With fact 1 in hand, a strategy for normal-play Nim presents itself, and can be described in a variety of ways. One way would be “write the pile sizes in base 2, add them up but with no carrying, and then make a move that changes precisely those bits that were 1 when you added things up”. If there were no such move, then all of the moves would be to N-positions, which would contradict either fact 1 or the Sprague-Grundy theorem. An explicit way to find such a move is essentially “Lemma 2” in this Wikipedia section.

So we now know that every Simple game is really a pile of Nim, and how to combine piles of Nim/play Nim perfectly. We haven’t solved every Simple game, though. For instance, if we want to play Kayles perfectly, we need to know “what Nim pile is n pins in a row equivalent to?” for all n. That’ll be covered in the next post.

I.5: Classification of Simple Games (The Sprague-Grundy Theorem)

To achieve the classification I mentioned at the end of I.4, we’ll need a lemma, which has the added benefit of helping me sidestep the issue that I haven’t formally written out what a “position” (of a Simple game) is, anyway.

1. If the set of immediately reachable positions from G is {G1,G2,…} and Gi=Hi for all i, then G is equivalent to any position H where the set of immediately reachable positions is {H1,H2,…}.
Why? Let’s play G⊕H. If you move to Gi⊕H or G⊕Hi, I’ll move to Gi⊕Hi which is a P-position since Gi=Hi. Therefore, G⊕H is itself a P-position, and G=H (by I.4.4).

This lemma basically solidifies the fact that we only care about positions up to equivalence. It will allow us to prove what I’d call the birth of CGT: The Sprague-Grundy Theorem (independently proven by Sprague and Grundy during the 30s). In I.4, we showed that the single pile positions of Nim were pairwise inequivalent. Sprague and Grundy showed:

2. Every Simple game position is equivalent to a single pile of Nim.
Every complicated game of Nim, every game of Kayles (on a circle or in a line), every common game (like Chess) turned into a Simple game,… they’re all equivalent to [n] for some n.
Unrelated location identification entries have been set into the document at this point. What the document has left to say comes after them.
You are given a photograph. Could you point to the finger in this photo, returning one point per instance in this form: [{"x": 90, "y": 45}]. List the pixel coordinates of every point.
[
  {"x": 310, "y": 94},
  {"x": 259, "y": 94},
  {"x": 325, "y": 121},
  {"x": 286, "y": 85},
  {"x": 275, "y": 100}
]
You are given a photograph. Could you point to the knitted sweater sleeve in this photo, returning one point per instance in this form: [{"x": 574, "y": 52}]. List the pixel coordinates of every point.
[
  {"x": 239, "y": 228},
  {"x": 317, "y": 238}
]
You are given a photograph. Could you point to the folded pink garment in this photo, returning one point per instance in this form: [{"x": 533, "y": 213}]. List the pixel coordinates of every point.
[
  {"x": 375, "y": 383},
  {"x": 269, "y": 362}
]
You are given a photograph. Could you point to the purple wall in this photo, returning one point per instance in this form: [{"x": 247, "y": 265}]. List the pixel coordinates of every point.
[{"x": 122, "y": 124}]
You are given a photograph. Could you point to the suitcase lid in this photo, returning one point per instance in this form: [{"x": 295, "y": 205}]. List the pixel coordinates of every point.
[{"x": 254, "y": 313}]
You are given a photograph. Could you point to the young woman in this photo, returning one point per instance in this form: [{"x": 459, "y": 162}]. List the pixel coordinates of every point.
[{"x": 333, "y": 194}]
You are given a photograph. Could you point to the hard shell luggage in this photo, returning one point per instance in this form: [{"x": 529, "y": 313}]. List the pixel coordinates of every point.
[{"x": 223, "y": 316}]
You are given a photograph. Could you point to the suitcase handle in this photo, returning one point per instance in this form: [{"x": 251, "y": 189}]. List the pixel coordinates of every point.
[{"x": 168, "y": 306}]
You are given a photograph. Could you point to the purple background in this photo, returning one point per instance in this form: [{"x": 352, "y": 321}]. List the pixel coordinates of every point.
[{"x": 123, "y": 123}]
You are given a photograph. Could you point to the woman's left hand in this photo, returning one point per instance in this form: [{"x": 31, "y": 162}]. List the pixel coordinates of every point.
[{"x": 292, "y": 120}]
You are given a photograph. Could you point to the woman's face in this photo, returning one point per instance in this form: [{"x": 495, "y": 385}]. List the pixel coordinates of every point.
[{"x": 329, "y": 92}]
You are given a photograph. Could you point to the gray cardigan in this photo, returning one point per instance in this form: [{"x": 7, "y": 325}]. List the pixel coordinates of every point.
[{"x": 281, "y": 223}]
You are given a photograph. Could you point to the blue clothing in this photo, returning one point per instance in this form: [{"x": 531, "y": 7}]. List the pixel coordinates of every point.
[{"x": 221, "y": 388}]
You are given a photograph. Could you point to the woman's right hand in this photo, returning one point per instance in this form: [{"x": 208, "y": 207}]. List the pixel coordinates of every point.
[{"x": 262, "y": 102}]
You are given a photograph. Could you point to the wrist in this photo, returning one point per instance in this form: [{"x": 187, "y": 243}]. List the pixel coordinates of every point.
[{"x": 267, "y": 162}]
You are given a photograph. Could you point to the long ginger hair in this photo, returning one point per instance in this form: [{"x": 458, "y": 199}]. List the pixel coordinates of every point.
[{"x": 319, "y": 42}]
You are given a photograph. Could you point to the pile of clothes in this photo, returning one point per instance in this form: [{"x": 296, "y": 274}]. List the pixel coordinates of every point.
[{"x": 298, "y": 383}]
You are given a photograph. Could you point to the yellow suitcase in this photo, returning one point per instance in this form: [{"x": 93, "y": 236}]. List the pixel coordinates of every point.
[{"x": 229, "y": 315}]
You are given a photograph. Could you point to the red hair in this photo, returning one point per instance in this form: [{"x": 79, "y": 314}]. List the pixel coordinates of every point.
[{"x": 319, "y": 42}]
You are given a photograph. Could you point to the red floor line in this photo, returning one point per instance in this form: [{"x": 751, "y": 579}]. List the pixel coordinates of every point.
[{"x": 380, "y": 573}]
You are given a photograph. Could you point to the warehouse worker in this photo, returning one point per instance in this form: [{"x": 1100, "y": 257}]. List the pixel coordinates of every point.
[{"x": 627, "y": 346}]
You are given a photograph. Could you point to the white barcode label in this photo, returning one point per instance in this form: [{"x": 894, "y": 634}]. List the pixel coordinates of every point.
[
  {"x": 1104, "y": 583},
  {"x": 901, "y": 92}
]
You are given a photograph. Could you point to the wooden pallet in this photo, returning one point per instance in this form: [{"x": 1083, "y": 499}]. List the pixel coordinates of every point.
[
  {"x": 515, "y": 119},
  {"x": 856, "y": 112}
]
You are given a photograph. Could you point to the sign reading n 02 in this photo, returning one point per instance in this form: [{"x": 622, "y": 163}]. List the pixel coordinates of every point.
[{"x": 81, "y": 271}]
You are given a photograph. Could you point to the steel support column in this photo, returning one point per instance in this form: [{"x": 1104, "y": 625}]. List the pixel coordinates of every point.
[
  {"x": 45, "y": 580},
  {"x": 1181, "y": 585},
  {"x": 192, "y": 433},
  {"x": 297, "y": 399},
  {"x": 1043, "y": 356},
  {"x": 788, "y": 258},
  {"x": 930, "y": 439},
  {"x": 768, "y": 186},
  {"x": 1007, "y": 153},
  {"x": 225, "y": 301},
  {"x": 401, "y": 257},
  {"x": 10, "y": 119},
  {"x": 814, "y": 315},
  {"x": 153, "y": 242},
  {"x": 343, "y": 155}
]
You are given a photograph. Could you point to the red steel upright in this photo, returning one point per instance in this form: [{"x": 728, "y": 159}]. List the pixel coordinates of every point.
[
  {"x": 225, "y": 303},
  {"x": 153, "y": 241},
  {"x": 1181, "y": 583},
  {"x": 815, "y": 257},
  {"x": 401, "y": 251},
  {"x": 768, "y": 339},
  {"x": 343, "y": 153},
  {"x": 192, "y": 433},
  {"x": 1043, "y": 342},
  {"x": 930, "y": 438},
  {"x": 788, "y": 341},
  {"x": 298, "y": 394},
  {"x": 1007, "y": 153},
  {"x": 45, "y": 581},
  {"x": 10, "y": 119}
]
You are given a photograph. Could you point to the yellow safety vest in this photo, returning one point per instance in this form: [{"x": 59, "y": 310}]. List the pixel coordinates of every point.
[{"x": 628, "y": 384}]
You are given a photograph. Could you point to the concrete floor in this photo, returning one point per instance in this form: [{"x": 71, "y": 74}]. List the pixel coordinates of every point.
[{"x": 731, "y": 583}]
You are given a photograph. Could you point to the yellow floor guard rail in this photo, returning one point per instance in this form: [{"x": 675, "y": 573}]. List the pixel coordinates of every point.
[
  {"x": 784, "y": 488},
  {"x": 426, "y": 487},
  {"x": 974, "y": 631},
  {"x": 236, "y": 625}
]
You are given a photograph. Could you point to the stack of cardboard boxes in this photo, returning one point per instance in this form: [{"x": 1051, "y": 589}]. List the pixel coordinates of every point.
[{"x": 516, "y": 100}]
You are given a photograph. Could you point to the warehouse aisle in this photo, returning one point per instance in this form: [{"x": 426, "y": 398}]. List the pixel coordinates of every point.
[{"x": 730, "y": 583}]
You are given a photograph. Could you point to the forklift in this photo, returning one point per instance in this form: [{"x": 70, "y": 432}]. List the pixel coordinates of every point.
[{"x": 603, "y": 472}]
This doesn’t mean it’ll be easy to calculate which [n] a given position is equivalent to, but we can worry about that later.

Proof of the Sprague-Grundy theorem:
For clarity, we’ll prove it in the case where the game is “short”, so that there a finitely many reachable positions in a given game. Since Simple games are non-loopy, a given starting position ends up at a position with no available moves after at most some fixed number of moves. Therefore, by the lemma (or perhaps by definition), we can just think of a Simple game as a list of reachable positions, each of which is a list of reachable positions, etc. with empty lists (or [0]’s, since all P-positions are equivalent) at the bottom (you can think of this as a tree if you like). This permits some form of induction (structural induction on trees, regular induction on the maximum number of moves until the game ends, whatever you like).

Base case: If there are no available moves, it’s a P-position, which is equivalent to [0].

Induction step:
Suppose that every available move in G is equivalent to a single pile of Nim. By our lemma, G is equivalent to a game H in which the moves are to [n1],[n2],…. We will show that such a game is equivalent to [m]=[mex(n1,n2,…)] where mex means “the minimal excluded number: the least nonnegative integer that’s not one of the ni“.

To do this, we need to play H⊕[m]. If you move to [ni] in H where ni<m, then I can move to [ni] in [m] and leave you with the P-position [ni]⊕[ni]. If you move to [n] in [m], then since m is the least excluded number, n=ni for some i, and I can still move to [ni]⊕[ni]. Finally, if you move to [ni] in H where ni>m (remember it can’t be equal to m since m was excluded), then I can just move to [m]⊕[m] since [m] is a smaller pile than [ni]. Since I can always hand you a P-position no matter what you do, H⊕[m] must be a P-position, and H=[m], as desired (since G=H). ✓

For those who happen to know about the ordinals, this proof works exactly the same way for Simple games that are not “short”, but then we’d need Nim “piles” for every ordinal.